The biblical passage is from The New Revised Standard Version (Anglicized
Edition), copyright (c) 1989, 1995 by the Division of Christian Education
of  the National Council of the Churches of Christ in the USA. Used by
permission. All rights reserved.

The opening prayer of thanksgiving adapts phrases from _Opening
Prayers: Collects in Contemporary Language_. Canterbury Press,
Norwich, 1999.

The closing sentence is from _Chalice Worship_, (c) Chalice
Press, 1997. Reproduced with permission.
The second collect is by Stephen Benner and is based on a collect  from
_The Proper for the Lesser Feasts and Fasts_, 3rd edition, (c)
1980 The Church Pension Fund.

William A. Muhlenberg was born in Philadelphia on 16 September 1796, to a
distinguished German Lutheran family. Attracted to the Episcopal Church by its use of
English, he was ordained in 1817. He was active in promoting the Sunday School
movement, and concerned that the Church should minister to all social groups. He wrote
hymns and compiled hymnals, greatly expanding the range of music in Episcopal churches.

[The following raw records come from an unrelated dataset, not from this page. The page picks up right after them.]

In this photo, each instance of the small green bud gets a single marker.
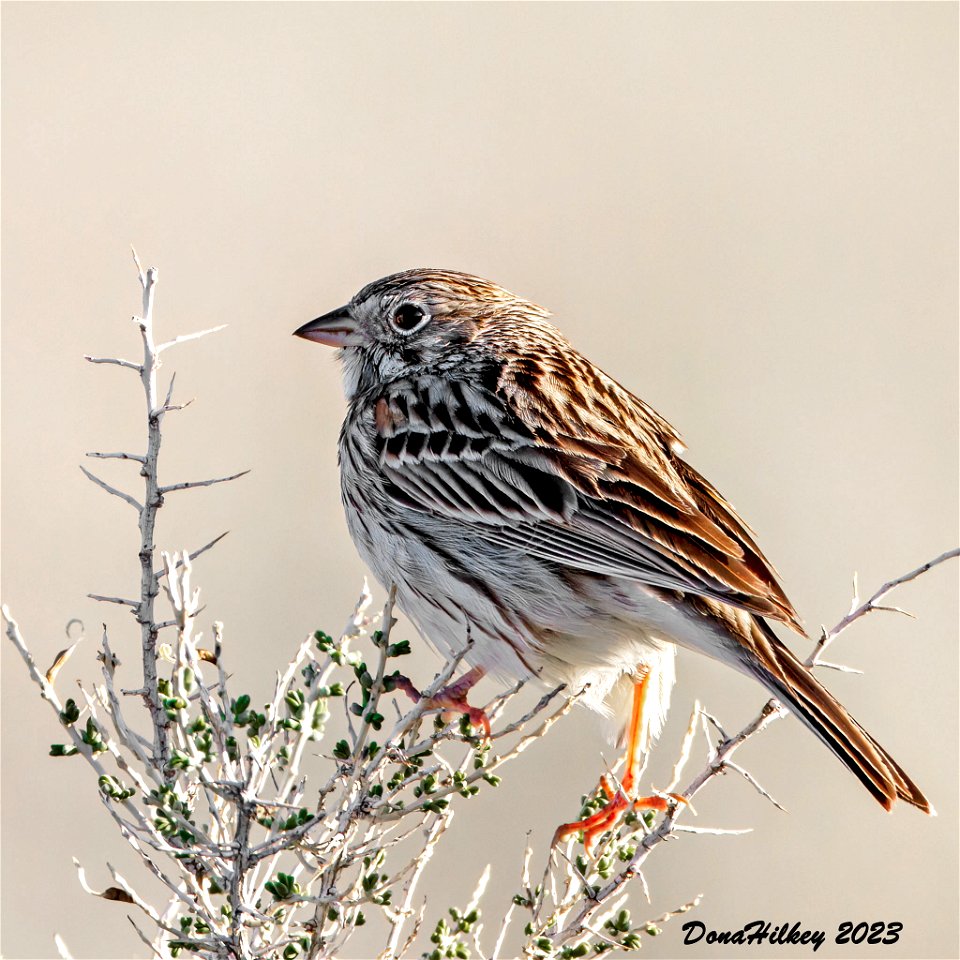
(70, 713)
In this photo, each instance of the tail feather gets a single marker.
(794, 684)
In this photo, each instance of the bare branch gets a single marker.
(117, 493)
(116, 456)
(183, 338)
(129, 364)
(191, 484)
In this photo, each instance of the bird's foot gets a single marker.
(451, 701)
(614, 810)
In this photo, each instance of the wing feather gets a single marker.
(616, 499)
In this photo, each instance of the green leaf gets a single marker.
(70, 713)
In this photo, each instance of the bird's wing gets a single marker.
(592, 483)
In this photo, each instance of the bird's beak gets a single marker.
(333, 329)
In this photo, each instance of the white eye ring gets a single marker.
(408, 318)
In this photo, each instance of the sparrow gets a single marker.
(515, 494)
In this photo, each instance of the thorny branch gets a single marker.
(217, 805)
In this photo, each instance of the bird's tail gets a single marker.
(799, 690)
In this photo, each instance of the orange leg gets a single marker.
(452, 699)
(622, 800)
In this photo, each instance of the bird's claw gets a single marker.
(451, 701)
(607, 818)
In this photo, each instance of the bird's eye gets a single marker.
(408, 317)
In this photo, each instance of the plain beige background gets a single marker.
(746, 213)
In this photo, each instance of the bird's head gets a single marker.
(420, 321)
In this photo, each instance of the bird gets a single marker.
(512, 492)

In 1828 he founded, and for twenty years headed, Flushing Institute (later St Paul's
College), a boys' school in Flushing, New York. There he made extensive use of music,
flowers, vestments, and an emphasis on the Church year and on sacramental worship, with
the weekly reception of the sacrament of Holy Communion, while at the same time
preaching with great force and conviction the Reformation doctrines of grace and of
justification by faith. Out of his ministry came inspiration for the establishment of Church
schools and hospitals, and an outreach to the poor.      
In 1846 he founded the Church of the Holy Communion in New York City, with a parish
school, a parish unemployment fund, and trips to the country for poor city children. He
called himself an "Evangelical Catholic," and by his firm stand for Evangelical Faith,
Apostolic Order, and Corporal Works of Mercy, he spoke to all parties in the Church
while belonging to none. [James Kiefer]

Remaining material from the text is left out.